Since battery cost represents a substantial part of an electric vehicle’s (EV) total cost, the degradation of EV battery and how it is affected by being used in vehicle-to-grid (V2G) applications is a concern and the main argument against implementing V2G. Battery degradation is too complex in terms of non-linearity for practical optimization of V2G scheduling. This paper develops a mixed-integer linear programming (MILP) model to optimize the V2G scheduling of an EV, considering a detailed battery degradation model for calendar aging and cycle aging. In the developed model, calendar aging is affected by the state of charge, battery age, and temperature. The cycle aging is affected by temperature, C-rate, and the energy throughput of the battery.
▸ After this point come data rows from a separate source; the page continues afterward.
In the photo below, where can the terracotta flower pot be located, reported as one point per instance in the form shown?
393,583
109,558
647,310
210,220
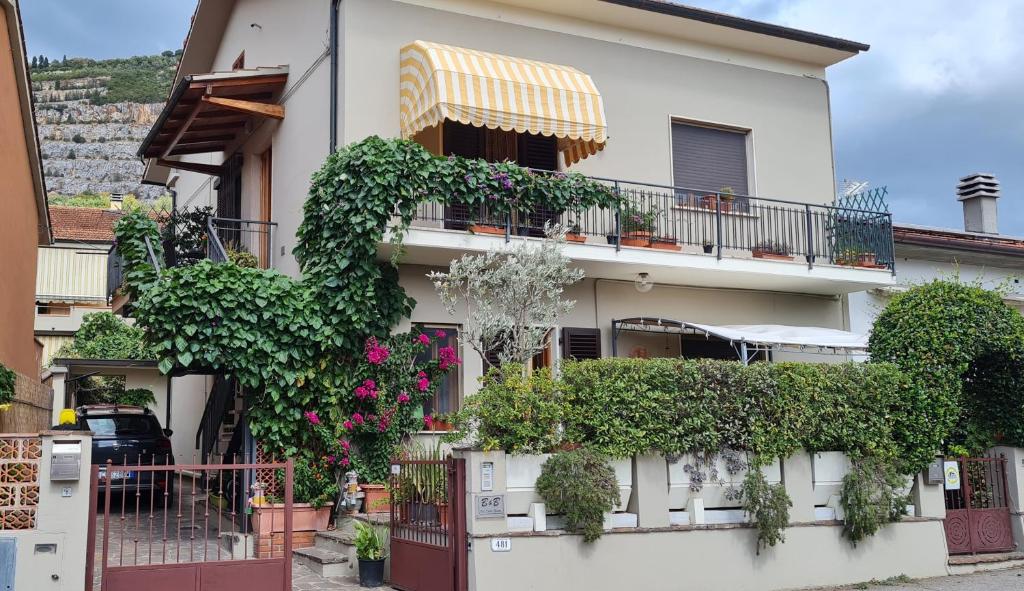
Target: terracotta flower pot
270,518
636,238
376,499
485,228
770,255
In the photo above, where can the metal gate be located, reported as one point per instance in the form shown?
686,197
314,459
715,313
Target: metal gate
186,528
428,524
978,513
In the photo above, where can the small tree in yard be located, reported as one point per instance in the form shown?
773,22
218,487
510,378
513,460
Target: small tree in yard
513,297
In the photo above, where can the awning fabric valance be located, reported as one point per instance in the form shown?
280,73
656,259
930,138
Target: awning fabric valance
439,82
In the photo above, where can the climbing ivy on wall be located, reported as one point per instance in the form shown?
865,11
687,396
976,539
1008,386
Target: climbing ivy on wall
295,342
966,346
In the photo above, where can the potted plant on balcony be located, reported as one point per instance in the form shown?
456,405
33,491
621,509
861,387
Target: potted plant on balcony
371,550
775,250
313,489
638,225
573,234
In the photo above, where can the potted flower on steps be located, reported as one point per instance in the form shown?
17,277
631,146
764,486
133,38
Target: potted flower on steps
371,549
313,488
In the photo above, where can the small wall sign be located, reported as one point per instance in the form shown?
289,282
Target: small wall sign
489,506
951,473
487,476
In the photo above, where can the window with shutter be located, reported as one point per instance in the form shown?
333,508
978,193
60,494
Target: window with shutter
709,159
579,343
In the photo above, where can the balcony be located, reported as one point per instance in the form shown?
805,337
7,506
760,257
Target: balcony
686,237
245,242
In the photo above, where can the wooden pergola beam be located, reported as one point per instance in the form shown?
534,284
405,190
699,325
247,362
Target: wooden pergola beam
181,130
210,169
247,107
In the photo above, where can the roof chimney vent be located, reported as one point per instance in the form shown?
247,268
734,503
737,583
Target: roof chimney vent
978,193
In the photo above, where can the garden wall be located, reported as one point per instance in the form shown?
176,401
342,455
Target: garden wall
657,541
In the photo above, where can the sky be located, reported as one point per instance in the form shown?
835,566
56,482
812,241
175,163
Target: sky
939,95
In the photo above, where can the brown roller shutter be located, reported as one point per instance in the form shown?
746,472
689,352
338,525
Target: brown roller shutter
708,159
581,343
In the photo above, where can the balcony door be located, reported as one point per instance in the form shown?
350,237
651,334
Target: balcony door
527,150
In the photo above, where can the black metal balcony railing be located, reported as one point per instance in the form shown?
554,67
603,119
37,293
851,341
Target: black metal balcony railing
246,242
722,224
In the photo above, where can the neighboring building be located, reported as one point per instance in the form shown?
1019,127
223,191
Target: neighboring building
71,281
24,226
978,253
683,106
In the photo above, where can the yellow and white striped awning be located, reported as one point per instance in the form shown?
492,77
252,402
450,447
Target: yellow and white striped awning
441,82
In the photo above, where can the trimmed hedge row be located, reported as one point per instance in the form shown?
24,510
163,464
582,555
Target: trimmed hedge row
627,407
A case study is performed to minimize the annual operational cost of an EV with V2G capability for two different years of electricity cost and ambient temperature data. The results of the developed model are compared with four different cases: immediate charging, smart charging algorithms without V2G, V2G without degradation cost, and V2G with degradation cost as the objective function. It is shown that the developed V2G model achieves a slightly increased cycle aging due to usage in V2G. However, it reduces the overall scheduling cost of the EV by 48-88% compared to the immediate charging and by 10-73% compared to the smart charging. Furthermore, neglecting battery degradation in optimal V2G could lead to a 28% increase in scheduling cost.